O jornalista Fabiano Baldasso avaliou de forma positiva o início do trabalho de Paulo Pezzolano no Inter e destacou o repertório tático apresentado pelo treinador uruguaio nas primeiras partidas da temporada. Para ele, o empate em 1 a 1 com o Flamengo, no Maracanã, serviu como mais um exemplo da leitura de jogo e da capacidade de adaptação do técnico.

Segundo Baldasso, Pezzolano tem mostrado estratégias diferentes de acordo com o adversário, sem abrir mão das principais características da equipe. Ele citou o Gre-Nal e o confronto diante do Flamengo como exemplos claros dessa variação.

“O Pezzolano tem uma boa estratégia de jogo. No Gre-Nal, foi uma estratégia. Contra o Flamengo, outra. Aí vem um ponto importante. Eu tenho um treinador que, embora não tire as principais características do time, consegue enfrentar de igual para igual os adversários. O Inter estabeleceu estratégia de jogo contra o Flamengo. Em alguns momentos, marcou pressão e roubou a bola do adversário. Mas, pela qualidade que tem, o Flamengo também empurraria o Inter para trás. E ele estava preparado para isso também com saídas rápidas.”

Para o jornalista, essa leitura de jogo mostra que o Inter hoje conta com um treinador capaz de ajustar o time durante as partidas, algo que não vinha acontecendo anteriormente.

“Então, hoje nós temos um treinador que vê o jogo e que tem um leque de variações táticas.”

Baldasso também chamou atenção para o rendimento de jogadores que vinham sendo criticados e que passaram a render melhor com o time mais organizado.

“E entra outro ponto: jogadores criticados como Victor Gabriel e Ronaldo foram muito bem. Ronaldo é um dos melhores da temporada. E a gente botava ele no mesmo balaio do Benítez e do Clayton Sampaio. Quando o time é organizado, o médio fica bom.”

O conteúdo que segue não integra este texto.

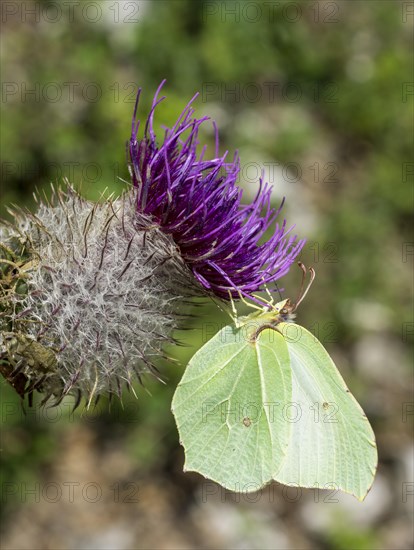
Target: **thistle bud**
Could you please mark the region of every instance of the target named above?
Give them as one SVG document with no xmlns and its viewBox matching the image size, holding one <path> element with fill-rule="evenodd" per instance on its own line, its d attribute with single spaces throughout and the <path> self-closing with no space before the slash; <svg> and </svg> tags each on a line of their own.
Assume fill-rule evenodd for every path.
<svg viewBox="0 0 414 550">
<path fill-rule="evenodd" d="M 90 401 L 155 372 L 196 286 L 173 239 L 137 214 L 134 190 L 101 203 L 57 191 L 1 239 L 0 357 L 15 385 Z"/>
</svg>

Na comparação com a temporada passada, o comentarista apontou uma mudança clara de postura, mesmo com um elenco muito parecido.

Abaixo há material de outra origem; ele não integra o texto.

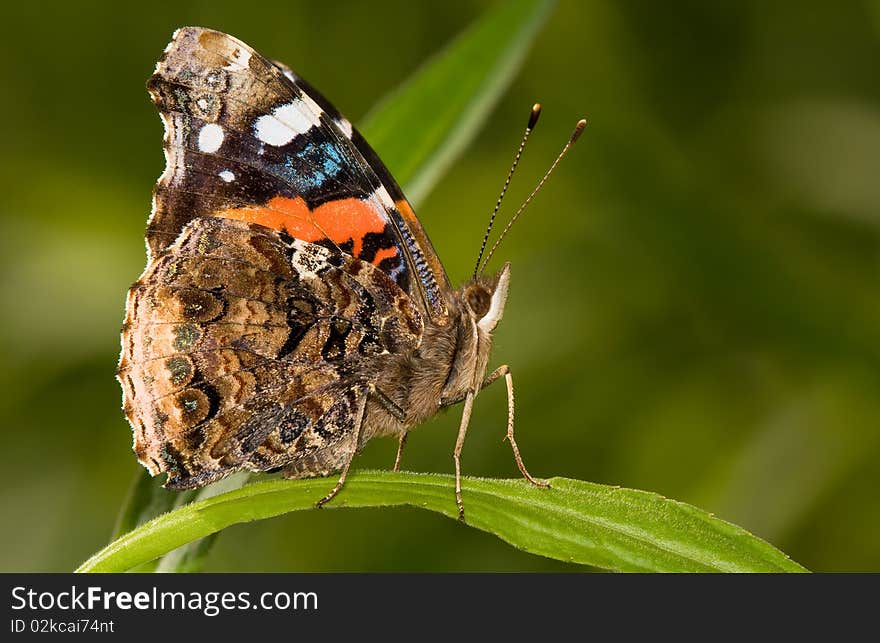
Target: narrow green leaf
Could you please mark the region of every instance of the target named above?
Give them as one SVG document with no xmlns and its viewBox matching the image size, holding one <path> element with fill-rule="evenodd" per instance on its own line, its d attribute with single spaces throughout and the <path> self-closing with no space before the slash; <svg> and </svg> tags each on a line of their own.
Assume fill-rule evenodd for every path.
<svg viewBox="0 0 880 643">
<path fill-rule="evenodd" d="M 162 489 L 158 479 L 151 478 L 144 469 L 138 467 L 119 508 L 111 538 L 119 538 L 138 525 L 169 511 L 174 507 L 174 496 L 174 493 Z"/>
<path fill-rule="evenodd" d="M 120 572 L 229 525 L 312 509 L 332 481 L 271 480 L 200 500 L 125 534 L 79 572 Z M 654 493 L 554 478 L 465 478 L 467 523 L 525 551 L 618 571 L 803 572 L 772 545 L 696 507 Z M 448 475 L 352 473 L 326 509 L 411 505 L 457 517 Z"/>
<path fill-rule="evenodd" d="M 198 502 L 200 500 L 213 498 L 214 496 L 219 496 L 221 493 L 227 493 L 235 489 L 240 489 L 245 485 L 245 483 L 247 483 L 250 477 L 250 472 L 239 471 L 238 473 L 234 473 L 231 476 L 223 478 L 222 480 L 218 480 L 214 484 L 210 484 L 207 487 L 202 487 L 195 492 L 194 499 L 196 502 Z M 183 506 L 185 502 L 188 502 L 192 499 L 192 497 L 187 498 L 185 501 L 176 504 L 175 507 Z M 211 551 L 211 547 L 214 546 L 214 541 L 217 540 L 217 536 L 219 535 L 219 533 L 209 534 L 204 538 L 188 542 L 185 545 L 181 545 L 177 549 L 168 552 L 158 560 L 155 570 L 153 571 L 163 573 L 185 573 L 201 571 L 202 566 L 205 564 L 205 559 L 207 558 L 208 553 Z M 139 571 L 150 570 L 141 569 Z"/>
<path fill-rule="evenodd" d="M 194 497 L 195 493 L 191 491 L 175 493 L 168 489 L 163 489 L 159 478 L 151 477 L 145 469 L 138 467 L 138 471 L 131 481 L 131 486 L 128 488 L 125 500 L 119 508 L 111 540 L 119 538 L 156 516 L 161 516 L 175 507 L 186 504 Z M 190 546 L 186 545 L 186 547 Z M 155 571 L 159 562 L 149 561 L 140 566 L 137 571 Z"/>
<path fill-rule="evenodd" d="M 367 116 L 361 132 L 413 204 L 485 122 L 555 4 L 499 2 Z"/>
<path fill-rule="evenodd" d="M 131 531 L 138 525 L 152 520 L 172 509 L 182 507 L 194 500 L 204 500 L 226 491 L 238 489 L 247 482 L 249 473 L 237 473 L 202 489 L 190 491 L 169 491 L 162 487 L 160 478 L 153 478 L 146 470 L 140 469 L 132 480 L 128 494 L 119 509 L 112 540 Z M 159 560 L 149 561 L 138 567 L 139 572 L 194 572 L 199 571 L 205 556 L 211 549 L 216 535 L 186 543 L 169 552 Z"/>
</svg>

“Se eu for pensar no ano passado e comparar com o que aconteceu com o mesmo grupo, era um time que saía levando 2, 3×0 e não reagia, mas agora passamos para um time que morde os 90 minutos.”

Por fim, Baldasso citou Carbonero como símbolo dessa intensidade maior do Inter sob o comando de Pezzolano.

“Vejam o que é o Carbonero. Evidentemente que tem o dedo do Abel, mas a ideia do Pezzolano faz o time morder o tempo todo.”